Industry consultants Wood Mackenzie said any delay in the restoration of shipping logistics will also constrain the recovery of an estimated 11 million barrels a day of upstream oil production that several Gulf states have shut in because of the conflict.

“A workable system of transit and shipowner confidence in the security of the transiting vessels are essential,” said Mr Alan Gelder, senior vice-president of refining, chemicals and oil markets at Wood Mackenzie.

He said this includes the availability of insurance for transiting vessels and commercial trade financing.

He said normalised export logistics will require sustained outbound vessel transits through Hormuz – making current oil on water available to the global refining market – and sustained inbound vessel transits, allowing tankers to load crude at Gulf ports.

“There also needs to be confidence in the viability of transit during and beyond the current two-week ceasefire,” Mr Gelder added.

The ceasefire may push natural gas prices down, but little has fundamentally changed regarding LNG supply so far.

However, Mr Tom Marzec-Manser, Wood Mackenzie’s natural gas analyst, said the ceasefire might allow the 14 trapped LNG-laden vessels to exit.

“But for there to be a real structural change in supply, the Ras Laffan site in Qatar would need to restart its 12 operable trains.
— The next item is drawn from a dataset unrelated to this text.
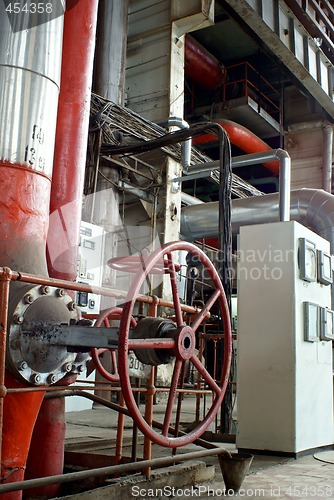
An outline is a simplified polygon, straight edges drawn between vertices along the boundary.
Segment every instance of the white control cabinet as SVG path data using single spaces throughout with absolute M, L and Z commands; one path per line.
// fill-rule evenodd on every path
M 240 230 L 239 449 L 298 456 L 333 444 L 329 252 L 293 221 Z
It is unclear if QatarEnergy would consider doing this during a ceasefire, however.”

On March 18, an attack on Qatar’s Ras Laffan Industrial City set fire to a plant that accounts for a fifth of the world’s LNG supply.
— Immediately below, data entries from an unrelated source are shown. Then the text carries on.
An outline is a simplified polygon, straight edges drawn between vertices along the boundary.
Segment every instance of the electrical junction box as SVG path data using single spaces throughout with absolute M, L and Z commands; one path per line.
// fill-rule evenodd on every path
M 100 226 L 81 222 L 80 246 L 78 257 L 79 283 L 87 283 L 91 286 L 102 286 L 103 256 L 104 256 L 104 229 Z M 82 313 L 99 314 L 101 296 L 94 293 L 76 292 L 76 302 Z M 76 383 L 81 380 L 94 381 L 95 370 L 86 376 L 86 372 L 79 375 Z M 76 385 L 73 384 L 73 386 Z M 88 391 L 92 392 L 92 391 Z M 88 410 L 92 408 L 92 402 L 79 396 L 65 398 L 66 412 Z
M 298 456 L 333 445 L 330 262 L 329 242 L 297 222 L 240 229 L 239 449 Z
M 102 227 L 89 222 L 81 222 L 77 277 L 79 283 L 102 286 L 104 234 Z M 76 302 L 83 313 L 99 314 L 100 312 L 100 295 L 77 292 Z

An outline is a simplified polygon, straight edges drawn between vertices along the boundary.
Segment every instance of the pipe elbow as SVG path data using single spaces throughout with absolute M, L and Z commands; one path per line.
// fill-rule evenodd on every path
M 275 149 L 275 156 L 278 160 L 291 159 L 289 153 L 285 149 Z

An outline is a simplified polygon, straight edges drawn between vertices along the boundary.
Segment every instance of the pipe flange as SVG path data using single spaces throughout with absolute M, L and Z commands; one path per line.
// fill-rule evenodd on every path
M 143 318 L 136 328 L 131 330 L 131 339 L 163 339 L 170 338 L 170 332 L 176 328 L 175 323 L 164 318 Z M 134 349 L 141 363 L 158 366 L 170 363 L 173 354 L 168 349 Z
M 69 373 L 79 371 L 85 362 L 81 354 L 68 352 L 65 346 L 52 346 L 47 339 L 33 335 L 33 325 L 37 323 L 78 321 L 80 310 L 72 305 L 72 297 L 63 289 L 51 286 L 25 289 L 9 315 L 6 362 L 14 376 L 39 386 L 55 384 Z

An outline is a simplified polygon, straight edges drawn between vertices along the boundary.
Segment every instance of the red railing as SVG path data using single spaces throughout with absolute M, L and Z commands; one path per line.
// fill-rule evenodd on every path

LNG accounts for nearly half of Singapore’s electricity generation.

QatarEnergy said the damage to two of its LNG units will take three to five years to repair, cost the company US$20 billion (S$25.5 billion) a year in lost revenue and force it to cancel long-term contracts.

However, Wood Mackenzie estimates that other units at Ras Laffan’s North site may be able to fully restart relatively quickly.

But as with oil, it remains to be seen how quickly any ships leave the strait as visual checks by the Iranian authorities may still need to take place.

Some analysts believe that Iran retaining effective control of the strait makes the ceasefire tenuous.

Think-tank Atlantic Council’s analyst, Ms Allison Minor, said: “For Gulf countries, this dangerous new normal means Iran gets to keep a noose around their economies in perpetuity.”

Ms Priyanka Sachdeva, senior market analyst at Singapore brokerage Phillip Nova, said markets may have breathed a sigh of relief after US President Donald Trump announced a complete ceasefire.

“But investors should not mistake silence for stability,” she said.

“Iran is already framing the outcome as a victory, signalling that Washington moved closer to its 10-point negotiation framework, including protection of its nuclear ambitions – an outcome that raises deeper geopolitical questions.”